SD: How confident are you that you have arrived at the technique which was used in the 14th century to do the forgery?

JN: I have a very high degree of confidence. It is very unlikely, in my thinking, that the shroud is an ordinary painting. There are serious problems with that, although there are ways around the difficulties. For example if you wanted the pigment not to soak into the cloth you could give the cloth a coat of a sealer of some kind. The problem there is why would you have the blood areas soaking through; why would parts of it soak through and parts not? But it is also very difficult for a person to paint a negative image. It’s easy enough to copy one if you have one in front of you.

In other words, an artist can look at the shroud and copy it but, you see, he is sort of cheating because he has a negative already made for him to copy. It’s harder to take a positive image and translate it into a negative, whereas my technique does it automatically. And then I would point out that the technique I used duplicates a number of these very particular flaws and peculiar characteristics, and whilst those might be imitated by a counterfeiter, the question would arise why would you put these particular distortions, faults and flaws in? Whereas the answer for me for my technique is because that’s what my technique does. It just naturally produces them – blank spaces for example.

SD: So you’re saying for instance that when a negative photograph is taken of the shroud image and gives an apparently positive image the fact that the beard and hair come out white is a natural function of just the way it has been done?

JN: Yes, you see when we look at an ordinary photographic negative we’re looking at colours like brown hair which is dark because of its colour.
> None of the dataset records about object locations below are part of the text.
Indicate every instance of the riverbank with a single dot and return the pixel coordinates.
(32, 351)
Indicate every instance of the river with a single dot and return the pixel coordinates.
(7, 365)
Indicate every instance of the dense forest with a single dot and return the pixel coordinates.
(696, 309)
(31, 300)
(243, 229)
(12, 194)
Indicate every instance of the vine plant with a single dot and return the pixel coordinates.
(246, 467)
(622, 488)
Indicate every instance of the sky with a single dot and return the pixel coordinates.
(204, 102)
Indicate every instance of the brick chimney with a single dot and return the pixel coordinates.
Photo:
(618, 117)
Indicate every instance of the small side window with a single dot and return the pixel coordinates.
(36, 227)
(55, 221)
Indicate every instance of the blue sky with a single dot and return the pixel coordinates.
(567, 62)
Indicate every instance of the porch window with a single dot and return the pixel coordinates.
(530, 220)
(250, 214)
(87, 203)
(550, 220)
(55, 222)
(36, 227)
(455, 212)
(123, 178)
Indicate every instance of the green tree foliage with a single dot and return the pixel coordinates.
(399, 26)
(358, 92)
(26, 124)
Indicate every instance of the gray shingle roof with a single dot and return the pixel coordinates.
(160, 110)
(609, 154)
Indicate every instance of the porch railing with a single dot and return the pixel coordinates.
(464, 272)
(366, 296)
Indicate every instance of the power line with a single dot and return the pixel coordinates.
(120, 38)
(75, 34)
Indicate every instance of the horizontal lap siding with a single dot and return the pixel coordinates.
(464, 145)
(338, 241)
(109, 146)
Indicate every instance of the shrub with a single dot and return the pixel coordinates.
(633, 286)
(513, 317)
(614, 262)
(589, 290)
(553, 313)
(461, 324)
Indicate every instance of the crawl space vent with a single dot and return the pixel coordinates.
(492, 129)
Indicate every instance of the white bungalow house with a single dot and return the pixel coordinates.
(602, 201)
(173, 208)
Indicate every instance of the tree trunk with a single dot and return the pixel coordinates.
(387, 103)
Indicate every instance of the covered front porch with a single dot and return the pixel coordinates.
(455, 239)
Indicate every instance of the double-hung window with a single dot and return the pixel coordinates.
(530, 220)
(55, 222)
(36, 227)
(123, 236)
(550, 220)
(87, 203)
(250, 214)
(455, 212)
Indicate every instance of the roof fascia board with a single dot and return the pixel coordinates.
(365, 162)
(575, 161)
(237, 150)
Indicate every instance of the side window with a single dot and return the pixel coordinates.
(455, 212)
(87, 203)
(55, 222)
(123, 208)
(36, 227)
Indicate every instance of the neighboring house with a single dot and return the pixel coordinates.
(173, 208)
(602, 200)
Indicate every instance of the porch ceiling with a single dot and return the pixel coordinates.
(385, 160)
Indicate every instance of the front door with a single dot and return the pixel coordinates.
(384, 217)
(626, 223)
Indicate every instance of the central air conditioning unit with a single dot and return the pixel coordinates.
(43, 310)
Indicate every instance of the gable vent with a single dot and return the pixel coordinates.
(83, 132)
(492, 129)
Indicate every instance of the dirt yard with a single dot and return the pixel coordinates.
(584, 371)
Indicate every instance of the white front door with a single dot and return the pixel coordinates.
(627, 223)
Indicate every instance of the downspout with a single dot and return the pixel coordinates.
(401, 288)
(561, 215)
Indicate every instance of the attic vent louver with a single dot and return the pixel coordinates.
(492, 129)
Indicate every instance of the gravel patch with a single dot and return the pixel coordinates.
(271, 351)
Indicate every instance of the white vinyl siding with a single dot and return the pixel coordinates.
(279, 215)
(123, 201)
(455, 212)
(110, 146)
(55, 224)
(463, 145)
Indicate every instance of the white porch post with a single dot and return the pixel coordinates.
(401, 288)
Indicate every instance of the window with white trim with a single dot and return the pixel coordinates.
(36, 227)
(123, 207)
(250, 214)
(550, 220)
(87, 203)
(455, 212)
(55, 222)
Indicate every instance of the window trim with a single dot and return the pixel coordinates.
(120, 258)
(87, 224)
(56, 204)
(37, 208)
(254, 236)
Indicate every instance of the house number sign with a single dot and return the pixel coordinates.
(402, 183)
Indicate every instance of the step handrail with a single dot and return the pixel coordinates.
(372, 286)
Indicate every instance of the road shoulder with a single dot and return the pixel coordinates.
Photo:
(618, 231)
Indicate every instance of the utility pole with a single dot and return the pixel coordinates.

But when we make a rubbing from a bas-relief, that which is raised will be dark, regardless. So the hair becomes dark on the original image but light on the apparently positive photographic negative, so there is that reversal of form. Now it may be that an artist, since rubbings were beginning to become common during the middle ages, had studied some rubbings and then did a painting imitating them.

I would point out too that there is evidence that the shroud image was once much darker than it is now. So it does appear that the image is losing pigment over time and so the problem is that when we try to figure out exactly what the artist did there is so little left of the original painting or printing that all we have is a residual stain and that does complicate it. Plus the fact that skeptical people with artistic training have really not been allowed access to it.

SD: Given the results of the carbon dating that seem to indicate clearly that the shroud dates back to the 14th century and not the 1st century, and given your findings on a fairly convincing method by which the shroud may have been forged, do you think this will kill forever speculation about the authenticity of the shroud?

JN: Well, it’s difficult to say. There may be some really pathological believers who simply can’t accept what everyone else will be able to accept.

But when you look at the totality of the evidence, and you look at the age of the cloth, which is now apparently established with a very high degree of accuracy as the same time as the forger’s confession, and you realise that this is supported by the lack of historical record, the method of wrapping the body which is contrary to Jewish burial practice, and the evidence from the paint pigment, the fact is that although we may disagree slightly about the method of artistic simulation, the skeptics have maybe too many techniques on their side whereas the believers have none. And so the evidence is just overwhelming and if all issues were this clear, life would be much simpler.

Joe Nickell’s book is published by Prometheus and contains photographs of ‘shroud-like’ images produced by the author using the technique discussed in the interview.